In April, George R.R. Martin announced he would publish a new book by the end of 2018. True to form, it would not be his years-late next book in the Song of Ice and Fire narrative, upon which the HBO show Game of Thrones is based.
Martin announced then that Fire & Blood, a 989-page history of the Targaryen family in the style of J.R.R. Tolkien’s The Silmarillion, would come out Nov. 20. The book, he said, would cover the Targaryen kings, from Aegon I to the III, and would include “lots” of dragons. He was also sure to emphasize that the book wouldn’t exactly be for casual, plot-loving readers or watchers of the show.
Martin wrote, “I do want to stress… indeed, I want to shout… that FIRE & BLOOD is not a novel. This is not a traditional narrative and was never intended to be. … Everyone clear on that?”
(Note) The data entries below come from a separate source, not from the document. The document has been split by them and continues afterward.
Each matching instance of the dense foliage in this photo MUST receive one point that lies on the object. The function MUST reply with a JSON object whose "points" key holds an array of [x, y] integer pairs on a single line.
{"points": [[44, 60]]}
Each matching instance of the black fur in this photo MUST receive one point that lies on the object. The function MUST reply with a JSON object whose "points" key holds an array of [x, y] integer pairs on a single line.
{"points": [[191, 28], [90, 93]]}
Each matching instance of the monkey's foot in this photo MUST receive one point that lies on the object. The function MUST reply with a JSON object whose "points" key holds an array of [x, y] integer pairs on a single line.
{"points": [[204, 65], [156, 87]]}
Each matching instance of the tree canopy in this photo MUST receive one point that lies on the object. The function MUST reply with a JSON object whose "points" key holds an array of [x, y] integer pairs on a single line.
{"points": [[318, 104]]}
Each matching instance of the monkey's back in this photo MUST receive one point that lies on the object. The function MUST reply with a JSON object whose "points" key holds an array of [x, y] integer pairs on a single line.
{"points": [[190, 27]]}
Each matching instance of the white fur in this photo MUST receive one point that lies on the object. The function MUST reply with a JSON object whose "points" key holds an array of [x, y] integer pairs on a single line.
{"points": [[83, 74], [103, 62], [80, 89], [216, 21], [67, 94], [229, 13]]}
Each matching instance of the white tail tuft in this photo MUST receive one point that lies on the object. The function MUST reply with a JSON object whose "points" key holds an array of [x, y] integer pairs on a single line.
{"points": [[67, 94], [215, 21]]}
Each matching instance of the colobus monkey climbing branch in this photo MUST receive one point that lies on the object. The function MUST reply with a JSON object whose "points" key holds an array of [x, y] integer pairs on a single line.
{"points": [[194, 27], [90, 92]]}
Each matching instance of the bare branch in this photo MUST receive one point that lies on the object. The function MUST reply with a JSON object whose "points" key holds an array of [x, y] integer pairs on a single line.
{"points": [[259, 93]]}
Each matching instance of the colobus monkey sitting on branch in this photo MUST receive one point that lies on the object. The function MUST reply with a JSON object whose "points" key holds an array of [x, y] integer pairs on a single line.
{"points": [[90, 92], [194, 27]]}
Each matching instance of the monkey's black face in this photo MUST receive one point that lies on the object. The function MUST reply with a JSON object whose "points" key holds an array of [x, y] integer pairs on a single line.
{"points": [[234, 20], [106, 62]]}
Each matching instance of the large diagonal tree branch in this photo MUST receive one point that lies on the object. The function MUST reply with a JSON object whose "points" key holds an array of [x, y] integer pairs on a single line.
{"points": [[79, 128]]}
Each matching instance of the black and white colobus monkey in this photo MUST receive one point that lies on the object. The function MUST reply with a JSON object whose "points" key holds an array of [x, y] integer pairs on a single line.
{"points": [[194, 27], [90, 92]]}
This week, Martin re-affirmed that this is not the book his fans really want. In an interview with Publishers Weekly, Martin said:
The important thing, as I keep stressing, is that it’s not a novel. I think it’s very entertaining—a lot of people will like it, I hope—but I don’t want them to buy it thinking that they’re getting the latest Ice and Fire novel, which is an entirely different literary form than what’s essentially a popular history.
Fans of the show may be long past caring about the existence of Martin’s books, as the plot overtook the novels in season six, which aired in 2016. But for purist fans of the book series, the delay on Winds of Winter has been agonizing, as Martin has continued to work on a seemingly endless list of projects that are not the sixth book.
Martin is not the first creator to warn fans in advance that they might not like what he’s about to produce. Indeed, fervent internet fandom is gaining unprecedented clout in Hollywood, and “fan service” does seem to guide plot lines and inside jokes on the HBO show. But Martin as an author seems to be suffering from a different problem: He has long promised he’ll finish Winds of Winter, and seems to genuinely care about feedback from his most loyal fans. But that’s still not enough to get him over the severe procrastination and rabbit-hole-burrowing that’s led him to this deep-cut historical non-novel.